Things I’ll Never Say
HEARTBREAKLONELINESSLOSS
There are things I want to tell you.
Things I want to say.
About how you broke me
that late July day.
There are things I want to ask.
Things I want to know.
About why you decided
to just… let me go.
And maybe it would serve a purpose,
but only mine.
Because no matter what I ask,
nothing you say could make it right.
So I’ve decided
to just try
and let it all be.
But letting go,
that’s not peace.
That’s not silence.
It’s not forgiveness.
Letting go
is waking up to emptiness
and pretending it feels like freedom.
It’s passing the places we stood
and calling it fine.
It’s deleting your number
but knowing it by heart anyway.
You left like a storm ending
quiet,
but the wreckage stayed.
And I tried to rebuild,
but some parts of me
refused to stand again.
I still lean
toward the sound of your memory.
I still see your face
in the reflection of things I thought I fixed.

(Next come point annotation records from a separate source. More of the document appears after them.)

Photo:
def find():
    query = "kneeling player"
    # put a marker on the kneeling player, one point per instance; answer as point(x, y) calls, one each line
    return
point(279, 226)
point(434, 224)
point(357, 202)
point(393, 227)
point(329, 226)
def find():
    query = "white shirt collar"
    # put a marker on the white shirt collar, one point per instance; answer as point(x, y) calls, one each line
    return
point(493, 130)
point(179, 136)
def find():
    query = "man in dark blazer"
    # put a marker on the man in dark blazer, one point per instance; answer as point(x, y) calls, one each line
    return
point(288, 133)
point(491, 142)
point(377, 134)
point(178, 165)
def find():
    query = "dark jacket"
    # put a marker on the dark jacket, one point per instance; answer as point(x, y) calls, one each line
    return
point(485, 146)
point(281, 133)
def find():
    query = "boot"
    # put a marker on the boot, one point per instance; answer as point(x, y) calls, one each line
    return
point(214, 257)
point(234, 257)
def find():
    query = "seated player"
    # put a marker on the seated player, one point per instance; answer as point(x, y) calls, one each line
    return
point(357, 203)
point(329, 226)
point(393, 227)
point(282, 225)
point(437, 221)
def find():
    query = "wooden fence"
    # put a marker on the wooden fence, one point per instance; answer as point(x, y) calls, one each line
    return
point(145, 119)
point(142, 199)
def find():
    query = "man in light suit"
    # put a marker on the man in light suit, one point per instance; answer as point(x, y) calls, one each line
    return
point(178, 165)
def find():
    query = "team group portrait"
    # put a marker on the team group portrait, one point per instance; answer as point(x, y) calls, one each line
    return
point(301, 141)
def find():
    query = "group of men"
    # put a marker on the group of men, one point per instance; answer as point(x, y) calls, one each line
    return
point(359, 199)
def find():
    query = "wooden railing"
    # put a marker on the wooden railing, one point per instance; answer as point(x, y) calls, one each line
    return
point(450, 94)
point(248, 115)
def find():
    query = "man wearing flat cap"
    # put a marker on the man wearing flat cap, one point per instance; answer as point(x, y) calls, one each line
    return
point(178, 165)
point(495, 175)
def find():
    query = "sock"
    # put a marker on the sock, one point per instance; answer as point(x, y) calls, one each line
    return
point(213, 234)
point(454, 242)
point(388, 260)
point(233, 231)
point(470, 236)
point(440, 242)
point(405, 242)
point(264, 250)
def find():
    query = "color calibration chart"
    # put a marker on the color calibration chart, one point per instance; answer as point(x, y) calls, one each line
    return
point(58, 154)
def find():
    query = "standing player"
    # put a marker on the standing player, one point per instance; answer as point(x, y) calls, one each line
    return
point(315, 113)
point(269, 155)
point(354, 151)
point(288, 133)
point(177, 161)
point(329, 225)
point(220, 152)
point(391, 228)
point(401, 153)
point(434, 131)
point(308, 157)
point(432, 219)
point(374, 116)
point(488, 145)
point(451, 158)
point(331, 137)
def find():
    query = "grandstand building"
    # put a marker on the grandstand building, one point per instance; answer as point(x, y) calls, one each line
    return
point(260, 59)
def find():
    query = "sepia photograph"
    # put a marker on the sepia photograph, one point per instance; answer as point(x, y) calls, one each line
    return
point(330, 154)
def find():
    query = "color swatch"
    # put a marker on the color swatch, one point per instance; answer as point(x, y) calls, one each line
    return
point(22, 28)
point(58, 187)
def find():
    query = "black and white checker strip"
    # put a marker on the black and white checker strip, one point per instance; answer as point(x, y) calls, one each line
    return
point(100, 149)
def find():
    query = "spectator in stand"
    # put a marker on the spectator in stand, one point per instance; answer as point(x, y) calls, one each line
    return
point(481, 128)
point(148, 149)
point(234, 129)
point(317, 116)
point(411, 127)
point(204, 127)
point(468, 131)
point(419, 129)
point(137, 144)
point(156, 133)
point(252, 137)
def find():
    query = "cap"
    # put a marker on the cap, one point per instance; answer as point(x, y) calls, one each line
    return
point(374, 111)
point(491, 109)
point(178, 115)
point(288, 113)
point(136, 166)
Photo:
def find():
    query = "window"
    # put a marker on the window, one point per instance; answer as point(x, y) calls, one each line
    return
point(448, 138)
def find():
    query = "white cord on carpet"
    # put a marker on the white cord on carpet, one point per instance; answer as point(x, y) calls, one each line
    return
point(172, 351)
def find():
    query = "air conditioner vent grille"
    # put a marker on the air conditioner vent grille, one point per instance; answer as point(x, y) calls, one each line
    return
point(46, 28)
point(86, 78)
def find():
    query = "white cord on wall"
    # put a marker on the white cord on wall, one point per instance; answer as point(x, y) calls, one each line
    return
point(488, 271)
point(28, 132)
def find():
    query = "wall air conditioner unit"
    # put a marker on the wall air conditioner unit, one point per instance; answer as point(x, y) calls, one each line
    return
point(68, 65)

I’ve written you a thousand letters
and burned every one.
Each began with “I miss you,”
and ended with “don’t come back.”
Each flame that rose
was a funeral for another version of us.
You taught me that closure
isn’t something we’re given,
it’s something we carve,
with bleeding hands,
from what’s left behind.
Still… I wonder.
Do you ever think of me?
Not the broken version.
Not the man who begged the silence for an answer.
But the one who tried,
who wanted,
to love you whole.
Do you ever hear a song
and feel your chest tighten,
not because it’s beautiful,
but because it sounds like us?
I still remember your smile,
how it hit like sunlight through smoke.
Now I only see it
in the photos on my phone.
There was a time I’d have begged
for you to explain why.
Now I just want peace.
I don’t need to know
why you stopped choosing me.
I just need to stop carrying it
like proof
that I was never enough.
Some nights I still talk to you.
Out loud.
Like maybe the air remembers us.
I tell you I forgive you
even when I don’t.
Because forgiveness
is the only way I know
to stop drowning in what could’ve been.
Maybe one day,
you’ll think of me,
and it will hurt.
Maybe one day,
I’ll think of you,
and it won’t ache.
Until then,
I’ll let the memories fade
like old photographs left in the sun.
Still beautiful,
but no longer mine.
There are things I want to tell you.
And things I’ll never say.
But I hope…
somehow…
you feel them anyway.
to know you burned straight through me.